Una vez, atendiendo su ropero, las tres amigas vieron pasar una bandada de golondrinas apuradas en su tarea hacer verano. Una de ellas, tal vez Julia, propuso el nombre de Las Golondrinas para la Fundación y así la dejaron.
Andando los tiempos, decidieron hacer una escuela. Compraron un terreno en Llanaditas y Clara pidió a su esposo, Camilo, y a su hijo, ayuda para la construcción. Levantaron los planos y después preguntaron a las mujeres: "¿Cuánta plata tienen para la construcción?" "Cuatro millones de pesos". Ellos rieron, diciéndoles que con ese dinero apenas sí tendrían para mover tierras, pero que de todos modos les ayudarían.
No hubo desánimo. Las Golondrinas mandaron cartas a los industriales en las que les pedían apoyo para su empresa. Socoda les dio puertas y ventanas; Corona, pisos y sanitarios? y así, como en el conocido cuento de la sopa de piedras, fueron dándole forma al sueño que hoy alberga a más de 1.500 niños a quienes educan y alimentan todo el año; capacitan en oficios como confecciones, panadería y reparación de computadores a los grandes.

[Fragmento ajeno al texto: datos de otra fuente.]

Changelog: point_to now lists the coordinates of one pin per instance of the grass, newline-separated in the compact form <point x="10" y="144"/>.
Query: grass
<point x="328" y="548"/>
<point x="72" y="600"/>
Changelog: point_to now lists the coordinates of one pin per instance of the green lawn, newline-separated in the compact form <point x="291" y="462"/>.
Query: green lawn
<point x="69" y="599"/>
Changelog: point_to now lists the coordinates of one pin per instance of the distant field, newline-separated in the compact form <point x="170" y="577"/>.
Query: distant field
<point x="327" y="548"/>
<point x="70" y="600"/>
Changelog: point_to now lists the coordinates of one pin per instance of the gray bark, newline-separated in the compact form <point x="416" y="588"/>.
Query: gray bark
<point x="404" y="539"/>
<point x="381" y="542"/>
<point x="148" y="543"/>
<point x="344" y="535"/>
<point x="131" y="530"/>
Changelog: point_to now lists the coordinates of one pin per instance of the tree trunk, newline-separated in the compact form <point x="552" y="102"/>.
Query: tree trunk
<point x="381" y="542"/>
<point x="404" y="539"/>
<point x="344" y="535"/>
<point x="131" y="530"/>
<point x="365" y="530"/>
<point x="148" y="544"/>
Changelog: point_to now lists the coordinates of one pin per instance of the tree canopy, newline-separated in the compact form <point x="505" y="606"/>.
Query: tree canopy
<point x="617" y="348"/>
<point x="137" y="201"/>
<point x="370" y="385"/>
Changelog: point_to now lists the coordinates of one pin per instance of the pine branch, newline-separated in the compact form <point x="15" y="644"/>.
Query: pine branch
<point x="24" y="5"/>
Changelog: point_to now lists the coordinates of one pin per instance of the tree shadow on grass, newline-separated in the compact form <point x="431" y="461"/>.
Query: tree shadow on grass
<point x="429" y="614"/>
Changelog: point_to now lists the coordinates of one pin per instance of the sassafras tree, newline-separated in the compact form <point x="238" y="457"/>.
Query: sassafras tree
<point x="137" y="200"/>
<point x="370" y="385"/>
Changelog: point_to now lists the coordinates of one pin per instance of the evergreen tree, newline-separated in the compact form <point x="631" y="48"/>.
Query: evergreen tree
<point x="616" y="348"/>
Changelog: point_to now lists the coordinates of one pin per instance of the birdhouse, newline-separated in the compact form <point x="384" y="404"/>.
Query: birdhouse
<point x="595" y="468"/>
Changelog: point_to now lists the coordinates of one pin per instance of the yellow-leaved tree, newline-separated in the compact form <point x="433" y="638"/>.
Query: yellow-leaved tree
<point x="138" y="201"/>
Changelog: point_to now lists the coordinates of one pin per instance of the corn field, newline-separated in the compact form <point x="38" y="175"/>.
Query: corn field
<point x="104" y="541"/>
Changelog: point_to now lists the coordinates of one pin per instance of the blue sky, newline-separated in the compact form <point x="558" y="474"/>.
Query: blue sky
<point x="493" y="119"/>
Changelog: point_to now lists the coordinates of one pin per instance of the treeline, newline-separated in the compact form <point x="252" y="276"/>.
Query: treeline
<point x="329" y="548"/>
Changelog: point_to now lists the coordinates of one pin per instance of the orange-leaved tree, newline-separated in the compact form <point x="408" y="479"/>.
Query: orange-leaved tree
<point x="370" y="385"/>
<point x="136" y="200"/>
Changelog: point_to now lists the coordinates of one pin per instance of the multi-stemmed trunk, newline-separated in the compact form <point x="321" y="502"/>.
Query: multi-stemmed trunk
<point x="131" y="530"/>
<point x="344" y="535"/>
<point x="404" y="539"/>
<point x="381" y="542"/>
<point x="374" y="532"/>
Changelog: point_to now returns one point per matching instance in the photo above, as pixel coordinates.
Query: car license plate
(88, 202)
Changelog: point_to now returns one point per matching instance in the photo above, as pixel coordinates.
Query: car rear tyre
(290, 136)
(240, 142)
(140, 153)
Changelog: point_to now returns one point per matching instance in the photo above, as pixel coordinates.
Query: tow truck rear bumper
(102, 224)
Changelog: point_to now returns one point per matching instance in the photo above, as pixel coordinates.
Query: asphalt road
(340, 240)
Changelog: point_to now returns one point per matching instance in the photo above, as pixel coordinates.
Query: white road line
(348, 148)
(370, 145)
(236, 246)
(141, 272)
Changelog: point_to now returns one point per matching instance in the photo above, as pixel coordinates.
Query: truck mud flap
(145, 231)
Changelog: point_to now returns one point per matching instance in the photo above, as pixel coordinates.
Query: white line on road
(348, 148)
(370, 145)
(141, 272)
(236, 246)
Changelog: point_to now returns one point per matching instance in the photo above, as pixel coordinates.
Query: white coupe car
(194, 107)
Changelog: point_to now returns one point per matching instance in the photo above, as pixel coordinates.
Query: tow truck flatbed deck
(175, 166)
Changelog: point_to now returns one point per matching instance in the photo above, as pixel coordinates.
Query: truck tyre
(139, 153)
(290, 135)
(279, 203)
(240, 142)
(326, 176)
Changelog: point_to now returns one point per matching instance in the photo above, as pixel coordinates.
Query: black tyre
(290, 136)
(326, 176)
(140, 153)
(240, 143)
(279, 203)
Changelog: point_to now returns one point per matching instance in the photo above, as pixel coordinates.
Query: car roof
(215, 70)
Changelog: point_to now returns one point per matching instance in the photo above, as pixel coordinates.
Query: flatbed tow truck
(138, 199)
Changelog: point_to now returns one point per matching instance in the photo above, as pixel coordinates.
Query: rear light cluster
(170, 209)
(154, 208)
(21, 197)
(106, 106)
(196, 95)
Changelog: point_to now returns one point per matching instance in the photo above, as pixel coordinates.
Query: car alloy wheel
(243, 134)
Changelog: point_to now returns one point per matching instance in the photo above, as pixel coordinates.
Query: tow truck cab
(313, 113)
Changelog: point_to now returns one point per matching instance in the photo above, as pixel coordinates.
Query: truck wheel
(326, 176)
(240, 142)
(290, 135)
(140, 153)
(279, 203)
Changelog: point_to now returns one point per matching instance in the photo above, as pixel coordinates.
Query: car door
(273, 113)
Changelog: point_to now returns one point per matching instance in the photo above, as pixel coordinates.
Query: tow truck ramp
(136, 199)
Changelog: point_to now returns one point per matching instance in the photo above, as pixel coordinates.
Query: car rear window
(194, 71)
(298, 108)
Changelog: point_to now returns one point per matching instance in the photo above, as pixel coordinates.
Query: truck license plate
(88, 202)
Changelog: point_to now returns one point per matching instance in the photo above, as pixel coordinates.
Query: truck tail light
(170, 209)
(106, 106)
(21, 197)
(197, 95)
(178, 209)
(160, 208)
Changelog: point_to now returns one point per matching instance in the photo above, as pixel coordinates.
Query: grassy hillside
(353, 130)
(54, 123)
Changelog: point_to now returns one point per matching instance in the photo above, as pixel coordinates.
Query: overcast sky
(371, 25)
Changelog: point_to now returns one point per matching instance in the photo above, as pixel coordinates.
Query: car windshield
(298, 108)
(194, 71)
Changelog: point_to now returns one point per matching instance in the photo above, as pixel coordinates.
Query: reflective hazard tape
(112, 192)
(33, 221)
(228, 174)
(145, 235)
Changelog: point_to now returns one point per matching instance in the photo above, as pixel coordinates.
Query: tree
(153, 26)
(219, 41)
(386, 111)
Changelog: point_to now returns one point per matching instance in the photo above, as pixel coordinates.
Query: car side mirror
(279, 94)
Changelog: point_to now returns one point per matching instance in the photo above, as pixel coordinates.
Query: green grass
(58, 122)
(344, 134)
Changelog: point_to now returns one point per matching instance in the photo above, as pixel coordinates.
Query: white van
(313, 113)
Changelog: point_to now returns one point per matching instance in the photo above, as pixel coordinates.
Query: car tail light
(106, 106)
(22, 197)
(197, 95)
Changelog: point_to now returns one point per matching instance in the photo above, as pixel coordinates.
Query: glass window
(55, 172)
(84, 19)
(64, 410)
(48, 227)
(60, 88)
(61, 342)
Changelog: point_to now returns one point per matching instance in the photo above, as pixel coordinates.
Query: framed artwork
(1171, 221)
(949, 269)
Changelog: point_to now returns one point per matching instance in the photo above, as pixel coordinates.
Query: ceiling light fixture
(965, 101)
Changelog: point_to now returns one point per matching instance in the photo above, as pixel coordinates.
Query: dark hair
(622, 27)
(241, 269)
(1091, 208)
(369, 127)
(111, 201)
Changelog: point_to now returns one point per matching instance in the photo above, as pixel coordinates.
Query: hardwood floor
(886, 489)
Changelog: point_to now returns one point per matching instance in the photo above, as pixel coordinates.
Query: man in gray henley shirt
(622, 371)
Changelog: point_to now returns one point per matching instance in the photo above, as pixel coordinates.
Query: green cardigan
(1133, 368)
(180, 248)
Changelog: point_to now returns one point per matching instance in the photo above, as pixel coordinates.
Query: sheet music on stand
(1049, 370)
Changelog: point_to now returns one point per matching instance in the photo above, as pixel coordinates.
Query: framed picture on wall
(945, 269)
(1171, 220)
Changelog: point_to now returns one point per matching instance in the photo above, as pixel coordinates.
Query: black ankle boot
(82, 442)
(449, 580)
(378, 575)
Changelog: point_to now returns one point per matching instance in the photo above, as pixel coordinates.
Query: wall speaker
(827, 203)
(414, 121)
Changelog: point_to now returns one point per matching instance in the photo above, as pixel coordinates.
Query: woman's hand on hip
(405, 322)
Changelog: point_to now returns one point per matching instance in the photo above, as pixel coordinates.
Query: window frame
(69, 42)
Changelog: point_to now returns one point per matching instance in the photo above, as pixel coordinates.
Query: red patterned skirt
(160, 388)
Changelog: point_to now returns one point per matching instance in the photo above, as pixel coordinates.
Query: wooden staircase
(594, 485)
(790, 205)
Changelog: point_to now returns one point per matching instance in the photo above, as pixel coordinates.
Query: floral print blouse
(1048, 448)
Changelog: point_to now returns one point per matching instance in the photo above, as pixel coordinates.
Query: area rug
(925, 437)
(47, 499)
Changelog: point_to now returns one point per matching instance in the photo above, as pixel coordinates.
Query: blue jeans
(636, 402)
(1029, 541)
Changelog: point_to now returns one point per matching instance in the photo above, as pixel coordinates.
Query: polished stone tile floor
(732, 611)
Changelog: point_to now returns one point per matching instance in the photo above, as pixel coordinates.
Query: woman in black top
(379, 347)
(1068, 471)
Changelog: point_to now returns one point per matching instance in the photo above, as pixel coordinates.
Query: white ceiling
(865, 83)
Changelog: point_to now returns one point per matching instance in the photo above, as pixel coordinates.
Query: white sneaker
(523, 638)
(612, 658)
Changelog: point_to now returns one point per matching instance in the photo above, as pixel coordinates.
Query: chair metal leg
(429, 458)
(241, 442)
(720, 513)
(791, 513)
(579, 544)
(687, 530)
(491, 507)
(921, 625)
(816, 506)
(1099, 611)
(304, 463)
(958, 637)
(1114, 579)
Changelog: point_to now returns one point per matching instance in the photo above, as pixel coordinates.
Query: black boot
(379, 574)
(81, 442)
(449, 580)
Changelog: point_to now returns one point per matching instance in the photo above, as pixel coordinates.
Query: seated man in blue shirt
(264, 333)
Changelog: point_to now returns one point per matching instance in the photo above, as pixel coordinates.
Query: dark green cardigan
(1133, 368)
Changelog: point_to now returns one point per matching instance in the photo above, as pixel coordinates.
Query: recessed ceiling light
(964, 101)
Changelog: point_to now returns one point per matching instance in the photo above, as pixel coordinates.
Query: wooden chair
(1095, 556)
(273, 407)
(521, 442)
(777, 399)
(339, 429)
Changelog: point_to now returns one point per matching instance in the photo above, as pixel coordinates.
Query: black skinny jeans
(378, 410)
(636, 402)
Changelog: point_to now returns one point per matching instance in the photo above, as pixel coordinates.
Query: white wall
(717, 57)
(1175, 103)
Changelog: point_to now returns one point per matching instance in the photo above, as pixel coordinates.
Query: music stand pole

Ya convertida en una empresa filantrópica, Las Golondrinas, dirigida por Gabriela Santos, una trabajadora social que se unió a la bandada hace tres años, cuenta que muchas personas llegan a la institución en procura de un mercado. Y si bien al brindárselo harían una labor encomiable, pues mitigarían el hambre de una familia por unos cuantos días, tratan de que esta dádiva sea el inicio de la recuperación familiar. Un grupo de profesionales visita la casa de los solicitantes y trata de encontrar la causa por las cuales no tienen comida. Es fácil que encuentren un grupo de parientes desplazados por la violencia, cuyos oficios campesinos de nada le sirven para la subsistencia en la ciudad. Es cuando ofrecen a los padres capacitación en oficios y a los chicos -que bien pueden estar desperdiciando su existencia en hacer maromas en los semáforos a cambio de unas monedas- a que ocupen los bancos de la escuela.
Atraídos por la comida, como es apenas natural, chicos y grandes se integran a los programas, que están enriquecidos con la enseñanza de valores. También pueden acudir al médico general, al odontólogo, al psicólogo. Si bien éstos tienen como prioridad la atención de las personas matriculadas en las actividades de Las Golondrinas, también atienden a los vecinos que no tienen un carné de salud, que son muchos.
La bandada se ha multiplicado. Además de las fundadoras, que siguen al frente como capitanas, hay un grupo amplio de mujeres voluntarias y otro de benefactores. Todos se lamentan porque necesitan más recursos de los que tienen para asistir a tantas personas. Tienen entre sus planes la construcción de un colegio en Caicedo, puesto que los adolescentes que egresan de las escuelas no cuentan para el bachillerato más que con el Gabriel García Márquez y éste no da abasto, al punto que no es raro ver decenas de muchachos sin hacer nada en las esquinas del barrio. Pero también, hay que decirlo, Las Golondrinas viven contentas disfrutando lo que tienen y hacen.
Aunque no lo diga, Clara Echavarría de Mejía parece sentir un aprecio especial por los roperos que ahora funcionan. Ella también, como la gente del sector, le dice "Camino Real" al de Llanaditas, porque, más que tienda de ropa, es una miscelánea. Cómo no lo va a querer si ese fue el inicio de todo.